No matter what method or type of thermometer you choose, children should never be left unattended while you're taking their temperature. You should also never take a child's temperature right after a bath, because that can affect the temperature reading.

Using an Electronic Probe Thermometer
When using an electronic probe thermometer - which gives the most accurate reading - be sure to read the directions beforehand, as each model has a different beep or series of beeps to tell you that it's finished reading. Once you turn it on and make sure that the screen is clear of any old readings, you can put on a plastic sleeve or cover (if your model uses them) and place it according to the instructions. Once it's done and you've taken the reading, you should discard the plastic sleeve and clean the thermometer according to the manufacturer's instructions before returning it to its case.

Taking a Rectal Temperature
Before becoming parents, most people cringe at the thought of taking a rectal temperature. But don't worry - it's a simple process:

  1. Lubricate the tip of a clean electronic probe thermometer with a lubricating jelly (such as petroleum jelly) recommended by your child's doctor.
  2. Place your child across your lap, supporting the head, or lay the child down on a firm, flat surface such as a changing table.
  3. Press the palm of one hand firmly against your child's lower back to prevent wiggling.
  4. Using your other hand, insert the lubricated thermometer through the anal opening, about half an inch to 1 inch (about 13 to 25 millimeters) inside the rectum. Stop at less than half an inch (13 millimeters) if you feel resistance.
  5. Steady the thermometer between your second and third fingers as you cup your hand against your child's bottom. Soothe your child and speak quietly as you hold the thermometer in place.
  6. Wait until you hear the signal that the thermometer is finished. Read and record the number on the screen, noting the time of day that you took the reading.

Taking an Oral Temperature
If your child has just finished eating or drinking, you should wait 20 to 30 minutes before taking an oral temperature. The process is easy in the older, cooperative child:

  1. Make sure your child's mouth is clear of candy, gum, or food.
  2. Place the tip of the electronic probe thermometer under your child's tongue and have your child close his or her mouth and lips around it. Remind your child not to bite the thermometer or talk with it in the mouth. Your child should relax and breathe normally through the nose.
  3. Wait until you hear the signal indicating that the thermometer is finished. Read and record the number on the screen, noting the time of day that you took the reading.
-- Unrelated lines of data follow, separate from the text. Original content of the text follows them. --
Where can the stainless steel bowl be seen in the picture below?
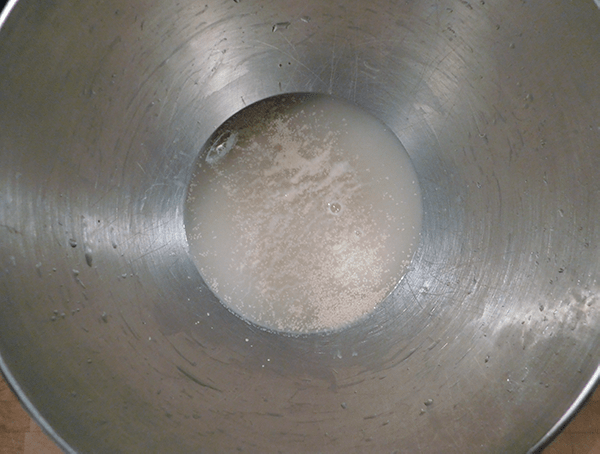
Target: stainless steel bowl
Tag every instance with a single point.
(112, 339)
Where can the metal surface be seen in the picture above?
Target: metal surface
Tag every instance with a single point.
(106, 327)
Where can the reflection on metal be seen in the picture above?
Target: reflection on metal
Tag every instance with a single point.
(103, 110)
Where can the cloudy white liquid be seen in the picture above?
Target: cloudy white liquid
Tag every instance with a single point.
(303, 213)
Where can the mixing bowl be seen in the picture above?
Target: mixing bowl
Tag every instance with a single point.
(115, 344)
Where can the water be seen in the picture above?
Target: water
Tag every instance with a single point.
(303, 213)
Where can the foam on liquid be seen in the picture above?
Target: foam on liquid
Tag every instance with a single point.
(303, 213)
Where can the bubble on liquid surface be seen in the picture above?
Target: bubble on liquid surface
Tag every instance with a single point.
(256, 224)
(335, 207)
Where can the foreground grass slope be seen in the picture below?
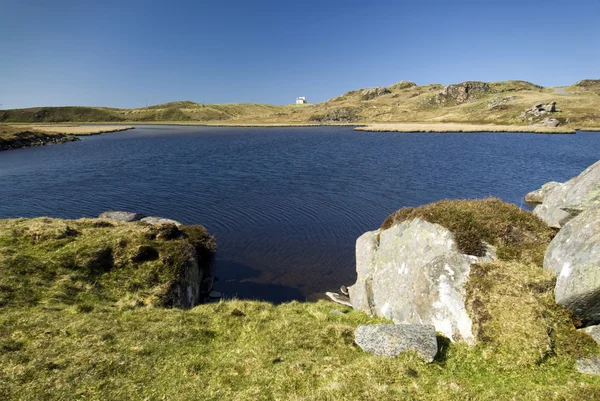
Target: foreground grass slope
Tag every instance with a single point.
(72, 329)
(498, 103)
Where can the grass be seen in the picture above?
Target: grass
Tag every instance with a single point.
(70, 328)
(518, 235)
(455, 127)
(497, 110)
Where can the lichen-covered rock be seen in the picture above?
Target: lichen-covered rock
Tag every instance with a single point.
(562, 202)
(391, 340)
(537, 196)
(160, 220)
(126, 217)
(592, 331)
(574, 256)
(588, 366)
(413, 273)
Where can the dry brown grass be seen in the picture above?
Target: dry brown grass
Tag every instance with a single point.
(453, 127)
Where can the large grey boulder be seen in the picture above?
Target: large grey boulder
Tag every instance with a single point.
(413, 273)
(127, 217)
(574, 256)
(563, 202)
(391, 340)
(538, 196)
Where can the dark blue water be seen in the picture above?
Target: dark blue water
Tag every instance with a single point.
(285, 204)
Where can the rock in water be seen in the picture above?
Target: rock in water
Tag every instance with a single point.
(413, 273)
(592, 331)
(126, 217)
(589, 366)
(340, 299)
(160, 220)
(391, 340)
(574, 256)
(563, 202)
(538, 196)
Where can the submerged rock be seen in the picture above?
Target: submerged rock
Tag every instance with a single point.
(574, 256)
(391, 340)
(413, 273)
(562, 202)
(588, 366)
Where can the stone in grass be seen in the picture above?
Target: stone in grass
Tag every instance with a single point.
(391, 340)
(589, 366)
(126, 217)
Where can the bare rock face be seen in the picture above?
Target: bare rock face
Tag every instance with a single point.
(461, 93)
(369, 94)
(562, 202)
(574, 256)
(391, 340)
(537, 196)
(126, 217)
(413, 273)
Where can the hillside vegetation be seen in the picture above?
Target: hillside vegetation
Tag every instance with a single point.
(472, 102)
(83, 316)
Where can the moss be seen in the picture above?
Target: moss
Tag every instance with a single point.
(58, 263)
(517, 234)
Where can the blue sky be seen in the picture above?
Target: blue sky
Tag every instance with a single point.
(129, 53)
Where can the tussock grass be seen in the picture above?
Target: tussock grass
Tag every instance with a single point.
(92, 263)
(80, 318)
(518, 235)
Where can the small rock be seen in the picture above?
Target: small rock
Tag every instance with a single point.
(588, 366)
(126, 217)
(160, 220)
(340, 299)
(237, 312)
(592, 331)
(391, 340)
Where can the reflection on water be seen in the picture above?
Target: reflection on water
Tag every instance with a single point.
(285, 204)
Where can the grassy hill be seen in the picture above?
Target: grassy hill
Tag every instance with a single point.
(472, 102)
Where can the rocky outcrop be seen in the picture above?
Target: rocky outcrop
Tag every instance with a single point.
(413, 273)
(29, 139)
(126, 217)
(460, 93)
(372, 93)
(337, 115)
(588, 366)
(391, 340)
(541, 111)
(537, 196)
(561, 202)
(574, 256)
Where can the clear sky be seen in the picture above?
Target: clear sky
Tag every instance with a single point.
(128, 53)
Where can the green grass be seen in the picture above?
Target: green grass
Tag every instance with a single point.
(81, 317)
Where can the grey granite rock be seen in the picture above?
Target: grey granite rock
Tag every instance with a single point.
(574, 256)
(563, 202)
(592, 331)
(160, 220)
(121, 216)
(413, 273)
(589, 366)
(391, 340)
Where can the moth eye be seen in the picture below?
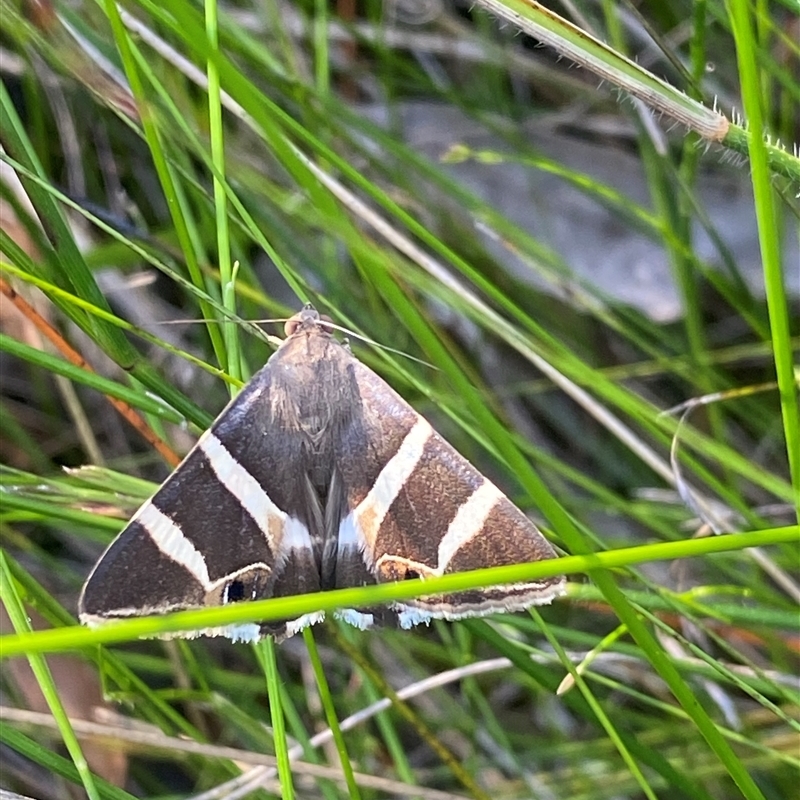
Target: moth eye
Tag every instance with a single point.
(234, 592)
(292, 324)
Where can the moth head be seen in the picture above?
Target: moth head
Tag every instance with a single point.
(306, 319)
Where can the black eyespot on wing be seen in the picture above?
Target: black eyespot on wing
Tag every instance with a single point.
(234, 591)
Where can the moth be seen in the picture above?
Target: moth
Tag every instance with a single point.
(317, 476)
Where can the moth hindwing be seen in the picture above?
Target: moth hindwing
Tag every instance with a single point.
(316, 476)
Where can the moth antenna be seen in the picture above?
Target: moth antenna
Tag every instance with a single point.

Taking an Axillary (Armpit) Temperature
This is a convenient way to take your child's temperature, but it isn't as accurate as the oral or rectal temperature:

  1. Remove your child's shirt and undershirt (the thermometer should touch skin only, not clothing).
  2. Lift your child's arm and place the electronic probe thermometer in your child's armpit. Lower the arm and fold it comfortably across the chest to hold the thermometer in place.
  3. Wait until you hear the appropriate number of beeps or other signal that the temperature is ready to be read. Read and record the number on the screen, noting the time of day that you take the reading.

Deciding the Next Steps
If your child has a fever, you may need to call the doctor. Chances are that the problem is routine and your child's doctor can help you clear it up. By successfully taking and recording your child's temperature, you've gathered some of the information that you and the doctor need to help your child feel better.